Tag Archive for: Part D Choice

Let the Secret out by Expanding Older Adults Access to PACE

This article was originally posted on Kevin MD. Read the full article here.

PACE, the Program of All-Inclusive Care for the Elderly, has long been considered the best-kept secret in the American health care system. It’s time to unveil this hidden gem. The health and well-being of older Americans – and the future of our health care system itself – may hinge on it.

Originating nearly half a century ago with the On Lok program in San Francisco’s Chinatown, the PACE model has since expanded to encompass 155 independent, locally-based PACE organizations. These organizations serve over seventy thousand older Americans across urban and rural communities in thirty-two states and the District of Columbia.

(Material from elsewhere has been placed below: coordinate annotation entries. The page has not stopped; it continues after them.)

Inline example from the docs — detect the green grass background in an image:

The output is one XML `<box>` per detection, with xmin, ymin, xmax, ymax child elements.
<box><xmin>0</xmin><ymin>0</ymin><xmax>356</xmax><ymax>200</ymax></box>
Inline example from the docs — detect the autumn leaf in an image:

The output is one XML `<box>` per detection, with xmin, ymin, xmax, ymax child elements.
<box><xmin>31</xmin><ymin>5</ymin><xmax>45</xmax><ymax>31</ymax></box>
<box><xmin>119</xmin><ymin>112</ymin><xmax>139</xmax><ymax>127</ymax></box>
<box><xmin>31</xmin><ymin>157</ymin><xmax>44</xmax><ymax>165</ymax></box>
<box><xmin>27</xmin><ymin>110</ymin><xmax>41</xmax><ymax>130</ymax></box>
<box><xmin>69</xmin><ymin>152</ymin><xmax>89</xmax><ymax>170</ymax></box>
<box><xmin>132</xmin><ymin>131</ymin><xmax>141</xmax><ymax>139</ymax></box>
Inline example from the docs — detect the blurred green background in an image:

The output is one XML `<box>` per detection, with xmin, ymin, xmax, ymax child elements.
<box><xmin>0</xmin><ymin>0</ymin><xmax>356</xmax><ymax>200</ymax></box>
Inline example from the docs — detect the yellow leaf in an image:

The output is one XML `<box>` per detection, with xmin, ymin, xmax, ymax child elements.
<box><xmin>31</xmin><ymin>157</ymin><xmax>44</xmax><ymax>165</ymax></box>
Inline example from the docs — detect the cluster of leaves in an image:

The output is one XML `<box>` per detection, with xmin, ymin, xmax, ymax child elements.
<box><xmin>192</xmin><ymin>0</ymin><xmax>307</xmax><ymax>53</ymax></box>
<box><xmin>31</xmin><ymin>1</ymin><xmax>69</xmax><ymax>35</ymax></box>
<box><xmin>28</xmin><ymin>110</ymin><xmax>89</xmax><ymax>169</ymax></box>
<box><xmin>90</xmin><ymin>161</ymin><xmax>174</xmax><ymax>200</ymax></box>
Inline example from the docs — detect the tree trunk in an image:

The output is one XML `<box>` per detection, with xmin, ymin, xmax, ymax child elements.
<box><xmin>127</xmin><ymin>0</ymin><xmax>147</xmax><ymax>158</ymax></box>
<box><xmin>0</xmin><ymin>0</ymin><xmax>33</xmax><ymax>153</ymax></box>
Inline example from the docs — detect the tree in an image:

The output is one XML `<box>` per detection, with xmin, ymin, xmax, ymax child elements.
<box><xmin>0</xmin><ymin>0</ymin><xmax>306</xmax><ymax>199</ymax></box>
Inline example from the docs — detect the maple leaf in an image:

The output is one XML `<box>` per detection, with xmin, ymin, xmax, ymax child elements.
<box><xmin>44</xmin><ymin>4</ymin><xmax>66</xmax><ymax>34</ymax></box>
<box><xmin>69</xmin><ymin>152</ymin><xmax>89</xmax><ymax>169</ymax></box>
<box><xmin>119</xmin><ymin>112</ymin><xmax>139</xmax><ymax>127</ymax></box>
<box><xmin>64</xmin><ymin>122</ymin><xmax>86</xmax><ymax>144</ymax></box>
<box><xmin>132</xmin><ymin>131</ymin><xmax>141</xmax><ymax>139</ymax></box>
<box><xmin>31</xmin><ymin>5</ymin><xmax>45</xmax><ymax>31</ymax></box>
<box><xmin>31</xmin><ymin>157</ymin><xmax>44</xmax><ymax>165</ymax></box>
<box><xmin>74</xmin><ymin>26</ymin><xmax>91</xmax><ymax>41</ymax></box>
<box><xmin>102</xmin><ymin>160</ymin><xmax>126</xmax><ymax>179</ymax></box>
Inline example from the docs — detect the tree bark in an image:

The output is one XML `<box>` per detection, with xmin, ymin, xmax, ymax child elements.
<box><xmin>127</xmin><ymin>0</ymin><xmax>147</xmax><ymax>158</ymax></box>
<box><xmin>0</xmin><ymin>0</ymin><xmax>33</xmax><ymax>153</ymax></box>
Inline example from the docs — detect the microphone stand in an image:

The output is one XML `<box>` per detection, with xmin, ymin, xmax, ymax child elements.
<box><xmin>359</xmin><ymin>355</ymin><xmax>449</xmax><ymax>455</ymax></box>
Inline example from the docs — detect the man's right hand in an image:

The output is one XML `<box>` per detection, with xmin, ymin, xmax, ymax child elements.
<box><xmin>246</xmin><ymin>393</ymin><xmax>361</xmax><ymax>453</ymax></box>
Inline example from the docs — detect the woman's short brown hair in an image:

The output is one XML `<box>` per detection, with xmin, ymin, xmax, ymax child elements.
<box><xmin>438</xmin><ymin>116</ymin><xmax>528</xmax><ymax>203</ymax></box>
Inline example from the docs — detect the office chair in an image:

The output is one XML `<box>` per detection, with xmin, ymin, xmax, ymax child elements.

The growth of the PACE model has been methodical and deliberate, with a focus on maintaining its quality and integrity as new PACE providers enter the market. Multiple evaluations of the PACE model consistently demonstrate superior health, mood, functionality, survival rates, and utilization outcomes compared to alternative, unmanaged approaches. PACE not only benefits its patient population but also extends its advantages to families and caregivers.

However, as impressive and deliberate as the growth of PACE has been, the model currently serves only a fraction of the growing demographic in need. It is estimated that there are over ten million older Americans clinically eligible for PACE. To provide greater access to PACE, policy and statutory changes are required. The good news is that these changes are within reach.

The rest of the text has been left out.